Grover et al show that thrombin generation is significantly increased in C1-INH–deficient plasmas from patients with HAE than in plasmas from healthy controls when silica-induced contact activation is used to initiate clotting through the intrinsic pathway. In contrast, thrombin generation is similar in normal and HAE plasmas supplemented with tissue factor, which promotes clotting through the extrinsic pathway. These findings support the hypothesis that KKS dysregulation contributes to clotting in HAE plasma. Then, using an inferior vena cava stenosis model, they showed that mice lacking C1-INH (C1inh−/−) developed significantly larger thrombi than wild-type mice. This difference disappeared if C1inh−/− mice were first treated with human C1-INH. Interestingly, at baseline C1inh−/− mice have elevated plasma levels of markers of thrombin generation, such as thrombin-antithrombin complex. Similar findings have been reported in plasmas from patients with HAE at baseline, with levels increasing during episodes of angioedema.8,9 

In their earlier study of patients with HAE,2 Grover et al suggested C1-INH deficiency confers a modest increase in VTE risk, on the order of that associated with heterozygosity for the factor V-Leiden polymorphism.

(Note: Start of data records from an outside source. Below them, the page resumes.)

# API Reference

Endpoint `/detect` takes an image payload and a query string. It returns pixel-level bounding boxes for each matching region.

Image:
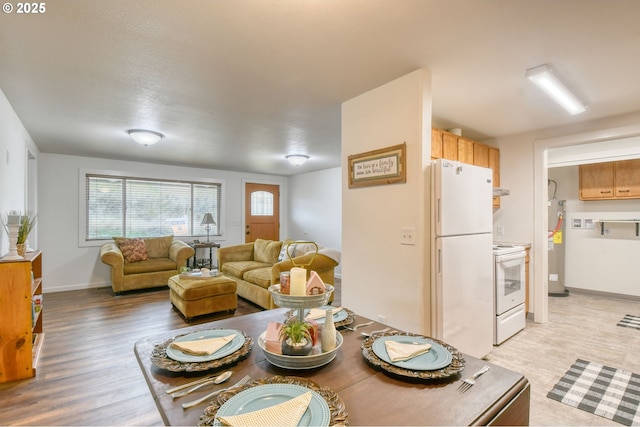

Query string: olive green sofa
[216,239,339,309]
[100,236,195,295]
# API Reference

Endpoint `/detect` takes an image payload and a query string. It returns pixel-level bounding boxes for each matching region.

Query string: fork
[182,375,251,409]
[458,365,490,393]
[344,320,373,332]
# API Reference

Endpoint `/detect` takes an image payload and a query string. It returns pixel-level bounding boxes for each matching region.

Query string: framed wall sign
[348,143,407,188]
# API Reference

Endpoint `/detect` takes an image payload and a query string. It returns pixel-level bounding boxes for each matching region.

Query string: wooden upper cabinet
[578,162,615,200]
[431,128,500,208]
[442,132,458,160]
[431,128,442,159]
[458,136,474,165]
[473,142,489,168]
[614,159,640,199]
[489,147,500,208]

Considering this, and the rarity of HAE (∼1 in 50 000 individuals), most clinicians taking care of patients with HAE will see few thrombotic events. Perhaps this explains the impression that thrombosis risk is not increased in HAE. Yet, given the marked increase in KKS activity during bouts of angioedema, it is surprising that we do not see more thrombosis in these patients. Unlike reciprocal activation of FXII and PK, which occurs without a surface, FXI activation by FXIIa is surface dependent.6 Perhaps a classic surface-driven process is not responsible for bradykinin production in many patients with HAE. Indeed, a form of HAE associated with a FXII mutation, rather than reduced C1-INH, appears to promote bradykinin generation in a surface-independent manner.10 Alternatively, the types of surfaces involved in triggering HAE may interact poorly with FXI.3,4 Even if some FXIa is formed, it can be inhibited by several plasma serpins other than C1-INH, blunting its thrombotic potential. Yet another possibility is that bursts of intense thrombin generation during most HAE attacks are of insufficient duration to support thrombus growth to the point that it becomes clinically apparent.

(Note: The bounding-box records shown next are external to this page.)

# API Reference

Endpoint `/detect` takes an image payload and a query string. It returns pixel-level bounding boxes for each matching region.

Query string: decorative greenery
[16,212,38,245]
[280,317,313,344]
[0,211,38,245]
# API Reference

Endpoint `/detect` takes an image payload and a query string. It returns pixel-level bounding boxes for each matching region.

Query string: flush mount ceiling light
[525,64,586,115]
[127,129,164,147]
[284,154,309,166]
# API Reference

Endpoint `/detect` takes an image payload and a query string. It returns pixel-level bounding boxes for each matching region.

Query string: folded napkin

The therapeutic implications of the work by Grover et al are not clear at this point, but it seems reasonable to consider prophylactic anticoagulation with illnesses or procedures that may precipitate attacks of angioedema in patients with HAE. Long-term prophylaxis for patients with thrombotic events may be difficult with traditional infusions of C1-INH, but newer agents with long half-lives such as anti-FXII(a) or anti-PK(a) antibodies or chronic therapy with oral PKa inhibitors may be useful for reducing thrombotic risk.

Conflict-of-interest disclosure: D.G. is a consultant for pharmaceutical companies (Anthos Therapeutics; Aronora, Inc; Bayer Pharma; Bristol-Myers Squibb; Ionis Pharmaceuticals; Janssen Pharmaceuticals) with interests in targeting factor XI, factor XII, and prekallikrein for therapeutic purposes.